The Metropolitan Police charged Paul Douglas Manning, 57, with criminal damage, and he will appear at Westminster Magistrates' Court, in London.
Manning, of Kirkstone Road, Sheffield, was arrested at the gallery yesterday, after somebody glued a four-inch photograph of a young boy to The Hay Wain. The word “help” was written on the photograph.
He lost a child in a custody battle two weeks ago.
According to a gallery spokeswoman, no lasting damage was done to the 1821 painting.
The spokeswoman said: "Conservation staff were on the scene very rapidly and the painting was removed for treatment.
"No damage to Constable's original paint occurred and there is no lasting damage to the painting."
The incident happened as Fathers4Justice said it was abandoning its five-year "attempted engagement with the political establishment" and called on fathers to take "independent weekly direct action" in the spirit of the Suffragettes 100 years ago.
Constable's oil painting shows an idyllic rural scene with a cart - the eponymous hay wain - in the river Stour in Suffolk.
The attack is the second on a work of art in a fortnight, coming after a painting of the Queen by Ralph Heimans was vandalised with spray paint in Westminster Abbey in what was believed to be a Fathers4Justice protest. Tim Haries, 41, went before Southwark Crown Court in London with criminal damage to canvas.
Fathers4Justice has previously been associated with high profile protests by fathers, often wearing superhero outfits, designed to cause public disruption.
The statement said the group was "abandoning its five-year long attempted engagement with the political establishment” and called on fathers “to take independent weekly direct action” in the same spirit that the Suffragettes campaigned for votes for women. It claimed 1,000 families are “destroyed in the secret family courts” each week.

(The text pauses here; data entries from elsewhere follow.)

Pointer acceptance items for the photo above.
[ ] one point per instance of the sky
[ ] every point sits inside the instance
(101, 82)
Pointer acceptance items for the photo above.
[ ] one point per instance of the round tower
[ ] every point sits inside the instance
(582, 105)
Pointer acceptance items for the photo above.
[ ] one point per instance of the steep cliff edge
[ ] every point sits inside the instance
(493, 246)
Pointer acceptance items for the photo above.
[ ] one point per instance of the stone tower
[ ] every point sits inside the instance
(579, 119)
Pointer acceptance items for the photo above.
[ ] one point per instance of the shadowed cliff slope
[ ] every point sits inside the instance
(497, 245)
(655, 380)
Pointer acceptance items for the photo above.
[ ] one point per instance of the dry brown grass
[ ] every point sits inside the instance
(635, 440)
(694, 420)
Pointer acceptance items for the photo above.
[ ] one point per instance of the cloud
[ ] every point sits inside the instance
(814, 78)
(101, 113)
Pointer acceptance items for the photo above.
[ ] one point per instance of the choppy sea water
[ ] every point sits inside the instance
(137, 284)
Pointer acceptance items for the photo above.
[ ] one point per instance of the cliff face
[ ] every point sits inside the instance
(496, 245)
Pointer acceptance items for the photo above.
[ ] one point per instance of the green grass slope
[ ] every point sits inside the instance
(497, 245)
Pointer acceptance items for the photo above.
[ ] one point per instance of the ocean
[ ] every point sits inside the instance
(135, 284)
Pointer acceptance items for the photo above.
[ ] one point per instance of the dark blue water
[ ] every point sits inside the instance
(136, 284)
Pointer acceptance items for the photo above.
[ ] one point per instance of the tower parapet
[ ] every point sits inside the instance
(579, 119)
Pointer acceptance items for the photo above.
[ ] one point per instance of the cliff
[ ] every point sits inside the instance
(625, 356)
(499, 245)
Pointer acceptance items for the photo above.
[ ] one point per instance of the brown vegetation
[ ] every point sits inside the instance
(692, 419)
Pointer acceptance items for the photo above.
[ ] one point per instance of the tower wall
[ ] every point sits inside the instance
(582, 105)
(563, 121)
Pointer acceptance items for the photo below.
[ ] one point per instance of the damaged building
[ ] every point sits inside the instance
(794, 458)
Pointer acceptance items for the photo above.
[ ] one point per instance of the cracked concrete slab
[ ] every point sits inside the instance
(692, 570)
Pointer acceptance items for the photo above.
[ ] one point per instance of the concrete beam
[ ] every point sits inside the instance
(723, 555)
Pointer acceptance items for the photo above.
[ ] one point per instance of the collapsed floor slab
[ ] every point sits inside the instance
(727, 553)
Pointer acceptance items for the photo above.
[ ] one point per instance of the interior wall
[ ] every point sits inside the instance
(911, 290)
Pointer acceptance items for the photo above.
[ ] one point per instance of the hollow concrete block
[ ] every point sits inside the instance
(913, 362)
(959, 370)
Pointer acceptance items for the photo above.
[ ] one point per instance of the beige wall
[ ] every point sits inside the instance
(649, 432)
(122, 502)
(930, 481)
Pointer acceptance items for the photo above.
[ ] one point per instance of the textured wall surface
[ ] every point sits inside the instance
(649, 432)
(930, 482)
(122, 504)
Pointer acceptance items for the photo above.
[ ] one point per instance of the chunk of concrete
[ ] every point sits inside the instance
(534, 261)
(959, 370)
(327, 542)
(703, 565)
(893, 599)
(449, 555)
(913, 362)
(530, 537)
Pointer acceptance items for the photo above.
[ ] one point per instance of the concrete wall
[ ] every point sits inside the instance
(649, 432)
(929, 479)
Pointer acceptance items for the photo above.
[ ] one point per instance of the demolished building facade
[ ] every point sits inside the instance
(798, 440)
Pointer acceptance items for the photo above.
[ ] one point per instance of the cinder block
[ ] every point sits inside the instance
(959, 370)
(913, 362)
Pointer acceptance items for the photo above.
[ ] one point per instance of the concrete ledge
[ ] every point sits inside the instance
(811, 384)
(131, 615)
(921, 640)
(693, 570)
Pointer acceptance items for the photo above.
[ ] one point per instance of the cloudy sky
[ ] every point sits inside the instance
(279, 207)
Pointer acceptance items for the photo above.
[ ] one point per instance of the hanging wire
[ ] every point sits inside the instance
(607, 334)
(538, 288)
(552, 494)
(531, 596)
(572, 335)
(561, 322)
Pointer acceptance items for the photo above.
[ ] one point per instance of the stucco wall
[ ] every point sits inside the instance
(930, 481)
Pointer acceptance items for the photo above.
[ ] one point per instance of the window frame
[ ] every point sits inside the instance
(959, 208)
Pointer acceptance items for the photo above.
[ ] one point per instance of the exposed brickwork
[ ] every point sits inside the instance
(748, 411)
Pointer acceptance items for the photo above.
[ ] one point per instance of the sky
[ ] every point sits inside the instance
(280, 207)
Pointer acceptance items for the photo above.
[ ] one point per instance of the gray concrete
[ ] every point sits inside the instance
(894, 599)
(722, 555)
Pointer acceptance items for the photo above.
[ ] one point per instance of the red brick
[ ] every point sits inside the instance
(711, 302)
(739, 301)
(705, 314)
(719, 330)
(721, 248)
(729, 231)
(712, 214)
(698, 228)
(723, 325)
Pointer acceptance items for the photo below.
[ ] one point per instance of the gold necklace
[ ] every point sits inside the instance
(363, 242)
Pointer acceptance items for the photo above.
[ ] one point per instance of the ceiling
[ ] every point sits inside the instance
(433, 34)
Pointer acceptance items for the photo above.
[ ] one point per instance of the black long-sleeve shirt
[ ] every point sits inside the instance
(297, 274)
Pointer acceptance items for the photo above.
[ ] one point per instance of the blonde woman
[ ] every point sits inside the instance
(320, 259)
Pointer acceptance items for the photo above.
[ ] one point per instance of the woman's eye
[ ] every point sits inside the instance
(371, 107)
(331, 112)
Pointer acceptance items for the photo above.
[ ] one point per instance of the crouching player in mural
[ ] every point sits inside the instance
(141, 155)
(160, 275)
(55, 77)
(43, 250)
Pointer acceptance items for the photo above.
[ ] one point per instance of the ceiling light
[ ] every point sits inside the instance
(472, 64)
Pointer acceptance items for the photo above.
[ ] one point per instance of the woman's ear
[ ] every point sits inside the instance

It announced it will refuse “to deal with the government, police, courts, judiciary and any other organisations involved in family law”. It also cut ties with the national media, blaming “deliberately inaccurate and misleading reporting”.
A spokeswoman added: “We can no longer stem the tide of desperation and anger of fathers who have had their families destroyed and their hopes betrayed by a government that promised equal parenting but only delivered desperation."